I just love the pic Casey.


----------



## Casey (Dec 11, 2007)

I should note, I've also got a book called _Foundations of Christian Education_ by Berkhof and Van Til that has been helpful, even though it was written for Christian school teachers.


----------



## Casey (Dec 11, 2007)




----------



## Reformed Covenanter (Dec 11, 2007)

VirginiaHuguenot said:


> I just love the pic Casey.





I use that picture at every opportunity on my blog. Its great.


----------



## Davidius (Dec 11, 2007)

I'm sure there are many past threads which would be helpful. Here is a link to a list of threads tagged with the world "homeschooling."


----------



## Casey (Dec 11, 2007)

CarolinaCalvinist said:


> I'm sure there are many past threads which would be helpful. Here is a link to a list of threads tagged with the world "homeschooling."


I looked at those threads but didn't see anything dealing specifically with method . . .


----------



## Davidius (Dec 11, 2007)

StaunchPresbyterian said:


> CarolinaCalvinist said:
> 
> 
> > I'm sure there are many past threads which would be helpful. Here is a link to a list of threads tagged with the world "homeschooling."
> ...



I guess I'm not really sure what you mean by "method." How would that be different from curriculum?


----------



## Casey (Dec 11, 2007)

CarolinaCalvinist said:


> I guess I'm not really sure what you mean by "method." How would that be different from curriculum?


I guess I mean by "method" the fundamental principles (presuppositions, if you will) regarding how education ought to be done. Different curriculums can employ the same "method" but be worked out practically in different ways, I suppose. Maybe I'm thinking too ideologically about this.


----------



## KMK (Dec 11, 2007)

My wife and I use the "Hang On By The Seat Of Your Pants" method which we borrowed from just about every other homeschool family we know. 

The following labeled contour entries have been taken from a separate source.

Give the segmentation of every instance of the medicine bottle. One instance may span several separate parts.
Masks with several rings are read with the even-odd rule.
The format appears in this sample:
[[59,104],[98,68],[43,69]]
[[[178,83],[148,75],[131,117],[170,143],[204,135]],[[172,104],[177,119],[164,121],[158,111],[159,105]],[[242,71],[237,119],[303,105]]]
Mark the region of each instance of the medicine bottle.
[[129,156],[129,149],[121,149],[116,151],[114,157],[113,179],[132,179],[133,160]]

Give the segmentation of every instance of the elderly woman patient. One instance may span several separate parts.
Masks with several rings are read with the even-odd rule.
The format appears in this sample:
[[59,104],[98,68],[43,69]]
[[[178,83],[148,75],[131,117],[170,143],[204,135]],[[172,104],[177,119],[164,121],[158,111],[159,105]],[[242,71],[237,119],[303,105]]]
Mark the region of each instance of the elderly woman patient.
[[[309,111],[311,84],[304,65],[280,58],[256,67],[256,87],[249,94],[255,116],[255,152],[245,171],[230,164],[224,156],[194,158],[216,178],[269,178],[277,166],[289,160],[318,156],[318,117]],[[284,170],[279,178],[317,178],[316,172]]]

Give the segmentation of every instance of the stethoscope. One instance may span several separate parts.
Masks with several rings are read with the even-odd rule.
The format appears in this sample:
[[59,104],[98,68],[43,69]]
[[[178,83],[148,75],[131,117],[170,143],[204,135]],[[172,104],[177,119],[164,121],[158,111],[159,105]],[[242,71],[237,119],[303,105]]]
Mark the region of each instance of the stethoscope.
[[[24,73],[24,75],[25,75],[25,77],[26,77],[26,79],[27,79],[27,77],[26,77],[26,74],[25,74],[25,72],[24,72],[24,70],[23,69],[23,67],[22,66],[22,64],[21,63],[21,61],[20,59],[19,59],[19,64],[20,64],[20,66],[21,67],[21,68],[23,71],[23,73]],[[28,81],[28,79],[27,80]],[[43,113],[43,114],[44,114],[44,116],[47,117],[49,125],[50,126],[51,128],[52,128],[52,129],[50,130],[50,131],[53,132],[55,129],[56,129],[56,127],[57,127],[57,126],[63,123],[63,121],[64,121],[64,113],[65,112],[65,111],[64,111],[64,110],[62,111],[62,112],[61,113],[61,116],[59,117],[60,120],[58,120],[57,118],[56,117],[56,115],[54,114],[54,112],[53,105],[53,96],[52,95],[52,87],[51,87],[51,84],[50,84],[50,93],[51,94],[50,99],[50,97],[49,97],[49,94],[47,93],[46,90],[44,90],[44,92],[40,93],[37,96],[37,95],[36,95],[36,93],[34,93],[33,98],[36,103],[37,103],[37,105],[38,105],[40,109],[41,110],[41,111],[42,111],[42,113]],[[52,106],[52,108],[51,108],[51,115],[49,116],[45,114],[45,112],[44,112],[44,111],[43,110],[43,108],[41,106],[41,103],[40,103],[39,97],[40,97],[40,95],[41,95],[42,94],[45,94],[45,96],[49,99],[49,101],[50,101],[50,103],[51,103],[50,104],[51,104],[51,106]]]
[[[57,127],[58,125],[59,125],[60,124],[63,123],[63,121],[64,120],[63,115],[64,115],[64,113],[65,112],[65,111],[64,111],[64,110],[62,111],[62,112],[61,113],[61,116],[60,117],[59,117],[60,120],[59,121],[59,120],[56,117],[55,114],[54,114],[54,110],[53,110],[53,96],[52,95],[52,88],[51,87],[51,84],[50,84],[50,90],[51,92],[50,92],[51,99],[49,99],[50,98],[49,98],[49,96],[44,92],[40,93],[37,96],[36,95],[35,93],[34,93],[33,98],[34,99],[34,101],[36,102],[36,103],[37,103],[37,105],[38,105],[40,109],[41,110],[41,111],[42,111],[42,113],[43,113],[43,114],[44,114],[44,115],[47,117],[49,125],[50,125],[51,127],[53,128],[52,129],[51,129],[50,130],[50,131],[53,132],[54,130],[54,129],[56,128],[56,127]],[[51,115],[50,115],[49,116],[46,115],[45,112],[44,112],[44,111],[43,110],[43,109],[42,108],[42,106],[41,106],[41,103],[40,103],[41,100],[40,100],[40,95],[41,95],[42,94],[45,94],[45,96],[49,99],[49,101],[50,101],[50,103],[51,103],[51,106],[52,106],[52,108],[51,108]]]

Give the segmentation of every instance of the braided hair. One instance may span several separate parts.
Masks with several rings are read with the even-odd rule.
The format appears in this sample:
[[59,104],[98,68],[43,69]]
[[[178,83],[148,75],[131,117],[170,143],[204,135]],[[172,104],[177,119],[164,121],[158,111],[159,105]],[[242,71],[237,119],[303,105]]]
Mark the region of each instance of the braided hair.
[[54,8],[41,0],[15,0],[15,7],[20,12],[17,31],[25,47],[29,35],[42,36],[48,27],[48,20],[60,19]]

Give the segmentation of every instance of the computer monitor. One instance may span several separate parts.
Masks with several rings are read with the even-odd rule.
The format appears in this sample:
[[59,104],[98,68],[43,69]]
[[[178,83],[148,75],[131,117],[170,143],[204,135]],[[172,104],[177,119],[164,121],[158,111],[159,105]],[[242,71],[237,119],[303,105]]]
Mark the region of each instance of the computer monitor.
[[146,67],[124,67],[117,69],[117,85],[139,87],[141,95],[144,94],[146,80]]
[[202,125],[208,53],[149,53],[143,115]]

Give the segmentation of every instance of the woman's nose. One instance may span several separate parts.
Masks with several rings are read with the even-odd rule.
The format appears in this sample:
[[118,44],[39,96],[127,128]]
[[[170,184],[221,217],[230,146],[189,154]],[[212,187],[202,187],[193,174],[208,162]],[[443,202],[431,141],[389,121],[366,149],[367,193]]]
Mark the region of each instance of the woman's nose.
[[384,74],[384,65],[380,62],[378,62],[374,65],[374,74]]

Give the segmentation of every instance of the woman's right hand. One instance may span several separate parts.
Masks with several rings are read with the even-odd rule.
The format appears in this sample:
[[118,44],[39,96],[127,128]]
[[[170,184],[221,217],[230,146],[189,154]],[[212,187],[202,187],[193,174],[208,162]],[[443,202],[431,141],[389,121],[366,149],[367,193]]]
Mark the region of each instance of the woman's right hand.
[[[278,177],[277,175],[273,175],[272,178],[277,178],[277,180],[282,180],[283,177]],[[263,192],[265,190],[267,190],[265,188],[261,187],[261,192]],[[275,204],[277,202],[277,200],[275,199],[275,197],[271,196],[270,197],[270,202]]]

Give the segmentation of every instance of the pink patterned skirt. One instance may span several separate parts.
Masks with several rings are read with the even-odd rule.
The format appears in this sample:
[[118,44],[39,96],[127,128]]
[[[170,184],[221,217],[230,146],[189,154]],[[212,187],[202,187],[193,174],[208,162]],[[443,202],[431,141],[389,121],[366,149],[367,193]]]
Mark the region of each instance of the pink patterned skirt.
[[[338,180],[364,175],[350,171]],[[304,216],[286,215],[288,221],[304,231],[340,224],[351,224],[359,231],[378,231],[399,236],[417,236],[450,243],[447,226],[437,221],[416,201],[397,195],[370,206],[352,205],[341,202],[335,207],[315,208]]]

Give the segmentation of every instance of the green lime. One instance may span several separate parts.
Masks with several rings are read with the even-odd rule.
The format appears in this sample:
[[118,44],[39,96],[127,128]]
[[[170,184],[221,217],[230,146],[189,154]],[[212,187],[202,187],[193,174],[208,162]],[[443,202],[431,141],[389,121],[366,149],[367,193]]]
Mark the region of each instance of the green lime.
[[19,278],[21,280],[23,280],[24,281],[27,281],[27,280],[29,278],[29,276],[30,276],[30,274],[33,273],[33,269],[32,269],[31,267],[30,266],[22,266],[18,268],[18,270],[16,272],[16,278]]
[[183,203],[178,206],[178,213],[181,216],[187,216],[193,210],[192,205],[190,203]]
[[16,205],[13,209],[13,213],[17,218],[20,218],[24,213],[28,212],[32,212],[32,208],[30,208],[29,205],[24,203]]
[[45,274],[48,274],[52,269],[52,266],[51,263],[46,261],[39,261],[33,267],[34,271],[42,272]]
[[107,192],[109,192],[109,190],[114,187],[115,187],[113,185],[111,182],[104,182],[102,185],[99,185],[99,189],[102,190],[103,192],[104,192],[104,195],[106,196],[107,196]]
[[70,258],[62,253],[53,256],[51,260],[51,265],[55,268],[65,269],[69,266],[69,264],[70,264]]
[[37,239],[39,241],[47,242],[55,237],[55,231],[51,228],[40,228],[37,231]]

Seriously, the great part about homeschooling is the opportunity you have for differentiated instruction. The method depends on the child. We use BJU for all 4 but use different methodologies in order to meet their different needs as well as the needs of my wife who is responsible for teaching most of it.


----------



## Kevin (Dec 11, 2007)

KMK said:


> My wife and I use the "Hang On By The Seat Of Your Pants" method which we borrowed from just about every other homeschool family we know.
> 
> Seriously, the great part about homeschooling is the opportunity you have for differentiated instruction. The method depends on the child. We use BJU for all 4 but use different methodologies in order to meet their different needs as well as the needs of my wife who is responsible for teaching most of it.


----------



## Kevin (Dec 11, 2007)

Susan Wise_Baurer is a Great place to start!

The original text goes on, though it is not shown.